Yesterday our manager asked why we hadn’t been doing a certain regular task. One of our staff who left in the summer had 3 hours a week scheduled to do this, and was always raising the concern that this wasn’t nearly enough time to keep on top of it. After her departure we expected a new hiring but we didn’t get one. The rest of us are in a similar position with our tasks, never given enough time for the work. So of course we could barely touch the work she left behind. We absolutely raised the need for more staff on numerous occasions and even cited the figures that the task in question was at.
Of course when nothing happened we pretty much gave up and got on with our own work since it really is the manager’s job to assign everything.
Now the task is in a disgraceful state, and the manager came in yesterday saying that we don’t care and she doesn’t know why we haven’t done it. It’s blatantly obvious that we already have 5 hours worth of work to do in each 4 hour session so I was so incredulous I didn’t respond.
Should I respond? Should I write a doc with evidence of all the reminders we gave and then one showing all the work we’re currently submerged under? Or is there no point? The manager also says we don’t work as a team but I think we’re a pretty great team!
Edit: thank you everyone for your input, I really do appreciate it. I may have been unclear in my story, so just to clarify: this is one task of many that are regularly incomplete. We are doing the highest priority stuff each day and that keeps our heads above water but we first flagged the issue up a year ago (with the figures) and since then we have lost 2-3 people which have never been replaced. That’s a lot for a team of 7 who were once 10 and weren’t completing everything even back then.

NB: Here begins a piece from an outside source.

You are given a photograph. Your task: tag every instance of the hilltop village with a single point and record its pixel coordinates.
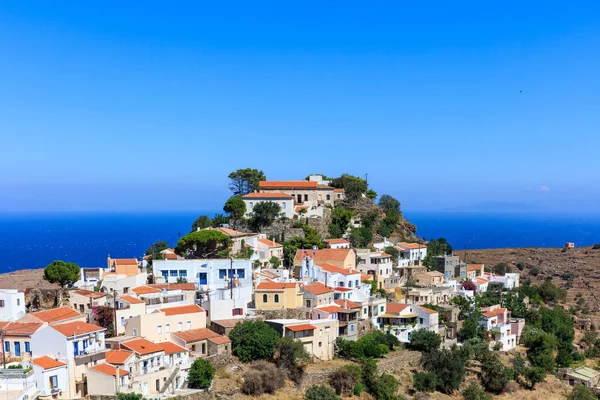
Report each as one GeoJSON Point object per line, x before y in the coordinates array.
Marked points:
{"type": "Point", "coordinates": [295, 273]}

The only way physically for me to do even a half hour of work thats not specifically assigned to me personally would be half an hour overtime. And I’m already working flat out, so I really don’t feel the kind of loyalty that would make me stretch my working week even further. The manager has never assigned this particular task to anyone since June, so I honestly do believe the fault is hers. If she assigns it to one of us she has to drop something that’s top priority to do so.